Updated 30 Jun, 2021

Goldman Sachs Performs U-Turn on Bitcoin as an Investable Asset

Goldman Sachs Performs U-Turn

Key Takeaways:

  • Goldman Sachs releases a new report that describes how the bank sees Bitcoin and cryptos
  • The bank declares Bitcoin is not “an investable asset”, contradicting its previous report

In An About-Face, Goldman Sachs Now Considers Bitcoin Unworthy of Investment

A top US investment bank, Goldman Sachs performs U-turn on its viewpoint on Bitcoin. In a report, the firm states Bitcoin is “not a long-term store of value or an investable asset class”. This comes less than a month after it launched its crypto trading desk

The report is titled “Digital Assets: Beauty is Not in the Eye of the Beholder” and warns its clients against investing in the digital asset space. Amongst the reasons, its high volatility, regulatory risks, and environmental impact were listed. The 60-page report marked a change of heart for Goldman as it contradicted a previous research. “Crypto: A New Asset Class?” confirms the mainstream financial institution considers the crypto market “a new asset class”, while Bitcoin is defined as an “investable asset”.

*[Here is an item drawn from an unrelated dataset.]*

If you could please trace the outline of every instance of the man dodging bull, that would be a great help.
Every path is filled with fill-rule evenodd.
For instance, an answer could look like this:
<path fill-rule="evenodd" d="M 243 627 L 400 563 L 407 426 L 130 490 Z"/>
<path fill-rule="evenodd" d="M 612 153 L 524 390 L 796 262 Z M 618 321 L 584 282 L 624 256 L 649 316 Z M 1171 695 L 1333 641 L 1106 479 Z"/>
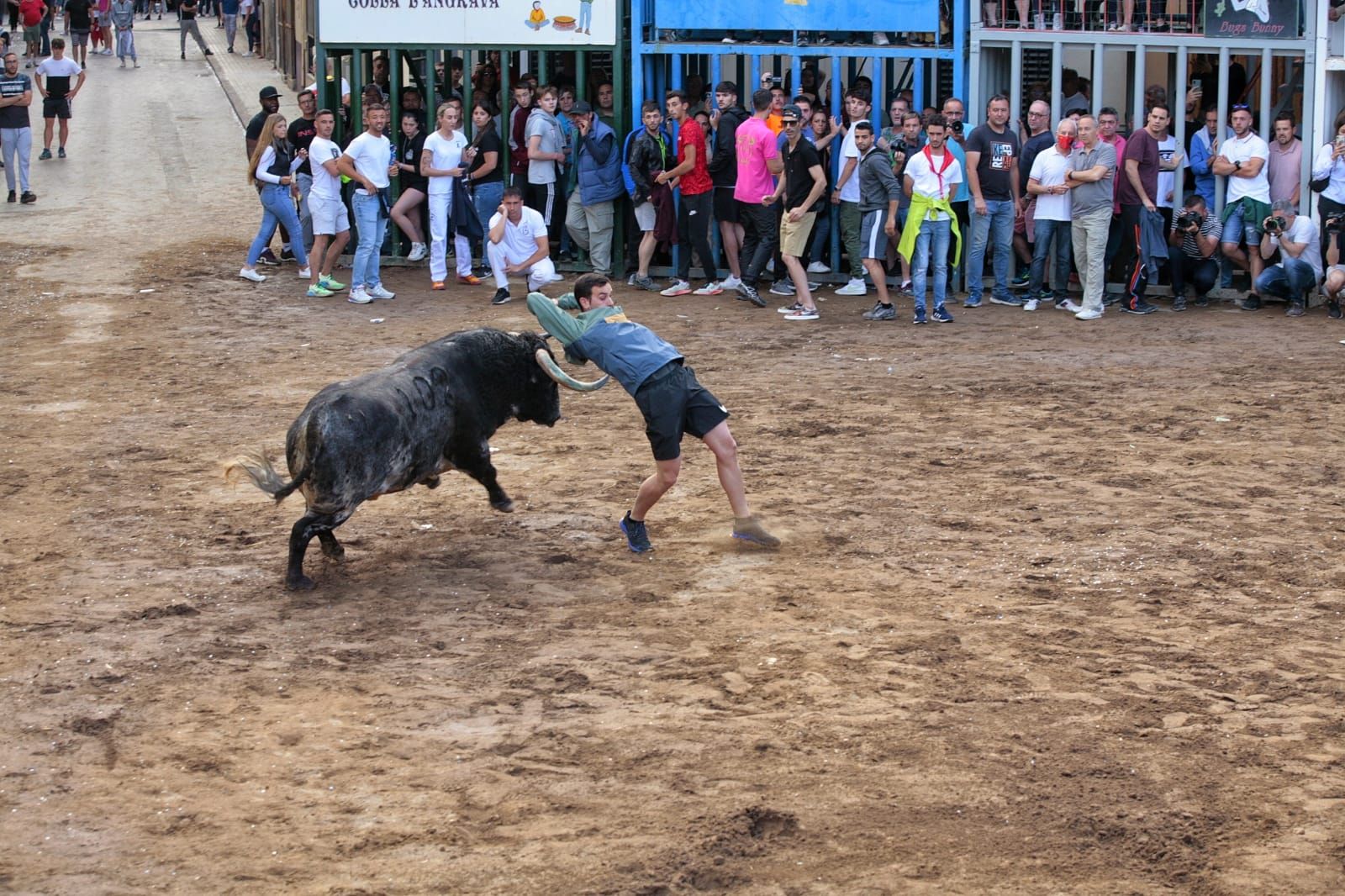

In the new report, the firm’s Investment Strategy Group explains how it sees the correlation between Bitcoin and gold. The cryptocurrency is regarded as a hedge against inflation, and gold, a traditional safe haven among financial assets.

The report says, “The argument that Bitcoin and cryptocurrencies are a digital version of gold does not confer any value to Bitcoin and other cryptocurrencies, because gold itself is not a consistent or reliable store of value.”

Goldman Considers Cryptocurrencies and Blockchain Unsafe

Moreover, the research paper suggested that blockchains, as an emerging technology, and cryptocurrencies, are untrustworthy. Citing concerns over the stability of the infrastructure, the report says that  “cryptocurrencies and blockchain technology are built on layers of trust that could be eroded.”

In conclusion, Goldman’s analysts say that their “valuation methodologies” and “multi-factor strategic allocation model” have labeled cryptocurrencies “not a viable investment” for diversified portfolios.

Goldman Sachs has a history of contradictory statements related to Bitcoin and the fast-emerging cryptocurrency market. A little over a year ago, the banking firm slammed Bitcoin. It had said that it’s not “an asset class”, a stance that changed as the market moved on and gathered solid institutional backing in 2021.